Lots of good quality discussion on the question of the Future (or Futures) of the Internet. There’s the upcoming conference to celebrate the 10th year of the founding of the Berkman Center, which is titled “The Future of the Internet.”
There’s Jonathan Zittrain‘s new book, The Future of the Internet — And How to Stop It. (In addition to buying a print copy, you can download the pdf version under creative commons license). Presenting on that book, there’s video of Zittrain at Princeton on March 26th, at ISOC-NY on April 11th, and at the Berkman Center the following week. You can also read and comment on the book.
Finally, via Biella Coleman I found this fascinating video from an event April 16th (between the above two videos), from a meeting of the NY Chapter of the Internet Society, talking about “The Futures of the Internet.” The discussion was sponsored by the NYU Information Law Institute, Free Culture @ NYU, and ISOC-NY. (Shirky’s presentation is on the same cognitive surplus theme from his web 2.0 expo keynote I recently blogged about).
- Clay Shirky, Author: Here Comes Everybody: The Power of Organizing Without Organizations, Adjunct Professor, NYU ITP
- Tim Wu, Author: Who Controls The Internet?, Professor, Columbia Law School
- Lauren Cornell, Executive Director, Rhizome
- Jimmy Wales, Founder, Wikipedia and Wikia
- Jonathan Zittrain, Author: The Future of the Internet – and How to Stop It, Professor, Oxford University; Visiting Professor, NYU Law,
It’s a lengthy video (1 hour 30 minutes), so I recommend downloading a version and getting comfortable to watch it. But if you’re interested in generativity, free culture, online communities, geek culture, mass collaboration, and the larger questions of the internet-as-public-sphere, it’s well worth it.
Once you’ve watched it, go read Biella’s blog post which raises the question she also asked in the video about the depth of political consciousness in “geek culture” generally and free software communities like Debian in particular, as well as the comment thread following it.
I can’t help but relate the discussion also to ROFLCon, and what I perceived as an unfortunate lack of critical and political framing to the discussion there (with some notable exceptions). Don’t get me wrong – I’m a huge fan of LOLCats and potentially subversive power of humor.

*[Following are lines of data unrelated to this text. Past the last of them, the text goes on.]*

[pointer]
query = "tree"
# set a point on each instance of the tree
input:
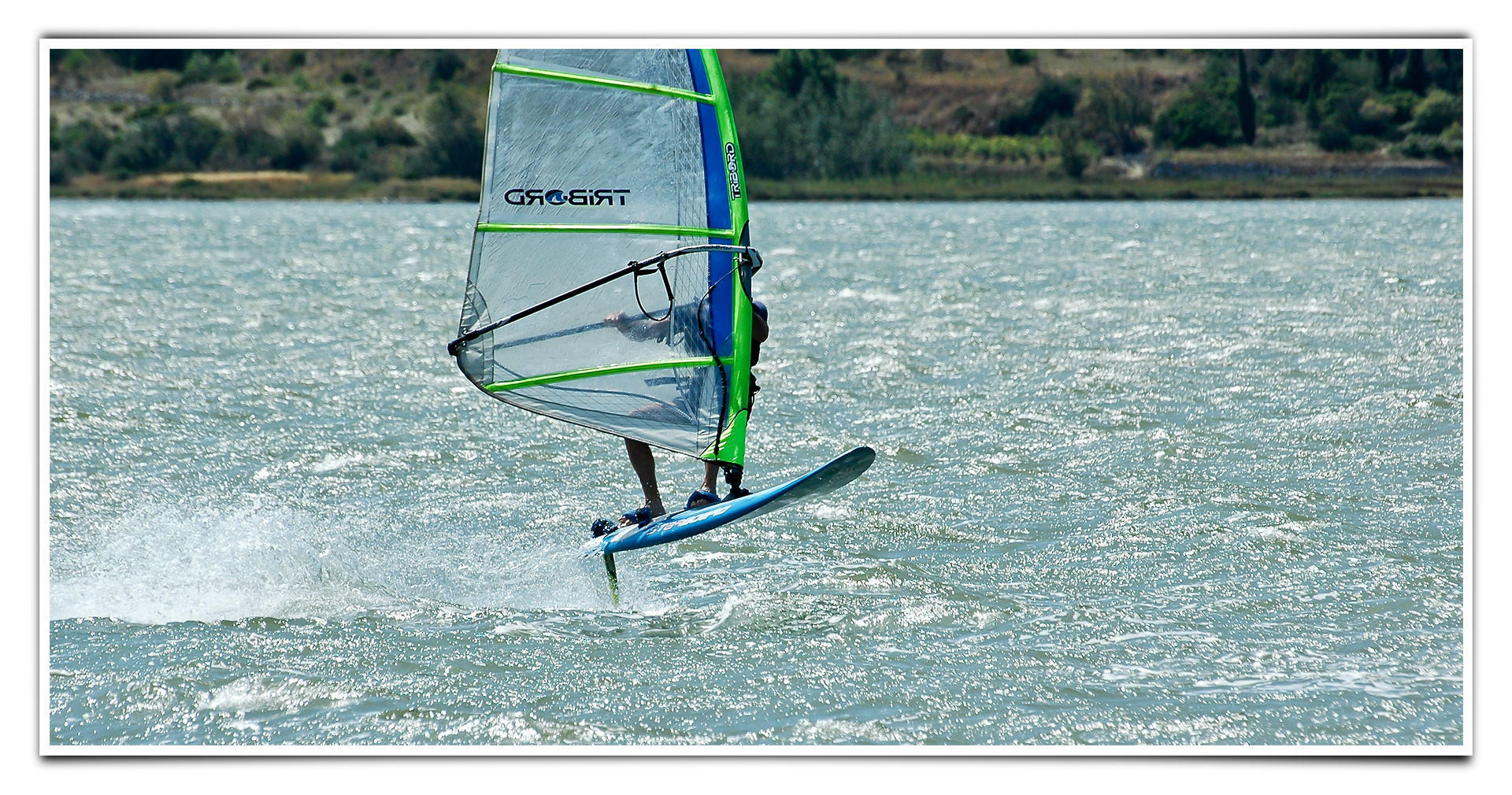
(454, 144)
(1247, 102)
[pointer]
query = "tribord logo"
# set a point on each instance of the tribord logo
(736, 172)
(583, 197)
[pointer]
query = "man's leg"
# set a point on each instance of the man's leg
(711, 484)
(644, 464)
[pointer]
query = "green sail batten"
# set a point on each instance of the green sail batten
(731, 446)
(595, 372)
(605, 82)
(611, 228)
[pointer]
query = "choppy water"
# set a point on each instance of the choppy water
(1148, 473)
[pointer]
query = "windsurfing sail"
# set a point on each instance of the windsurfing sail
(610, 272)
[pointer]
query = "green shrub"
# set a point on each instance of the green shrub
(227, 68)
(172, 141)
(320, 111)
(198, 68)
(802, 120)
(302, 147)
(1054, 97)
(445, 64)
(1198, 120)
(454, 142)
(995, 149)
(83, 147)
(1436, 113)
(366, 151)
(1112, 108)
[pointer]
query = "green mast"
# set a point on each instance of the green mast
(731, 446)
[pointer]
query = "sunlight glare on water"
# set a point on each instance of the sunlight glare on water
(1148, 473)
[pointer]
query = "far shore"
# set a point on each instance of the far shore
(274, 185)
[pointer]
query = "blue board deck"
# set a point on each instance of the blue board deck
(688, 523)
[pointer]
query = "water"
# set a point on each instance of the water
(1148, 473)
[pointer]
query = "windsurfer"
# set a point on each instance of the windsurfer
(640, 453)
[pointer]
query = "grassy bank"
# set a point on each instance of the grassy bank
(274, 185)
(947, 188)
(269, 185)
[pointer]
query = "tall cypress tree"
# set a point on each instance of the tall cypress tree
(1382, 70)
(1418, 73)
(1247, 102)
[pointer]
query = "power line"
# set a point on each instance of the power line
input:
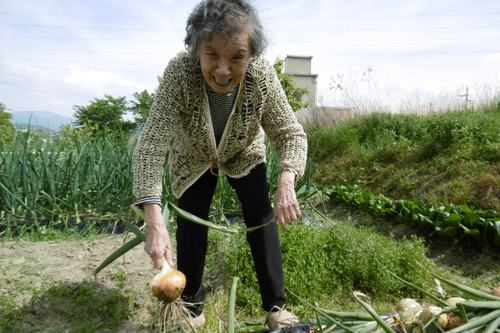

But what kind of culture do we hope we’re collectively creating on the ‘net?
One attraction of the internet can be how unlike the offline world it is – but as the line between online communities and “real world” communities blurs (as more and more offline groups and communities become digitally enabled, and more and more online communities develop offline manifestations) do we risk losing the generative freedom the internet has made possible in the last decade?
As we move in the direction of cloud-based and hosted computing platforms like Google App Engine, Amazon EC2, or even the Facebook API and Open Social, do we put at risk the basic freedoms the FSF is organized to fight in support of?
There’s a quote often attributed to Abraham Lincoln that the best way to predict the future is to create it – so what are we collectively doing to create the future of the internet that preserves its progressive and liberational aspects?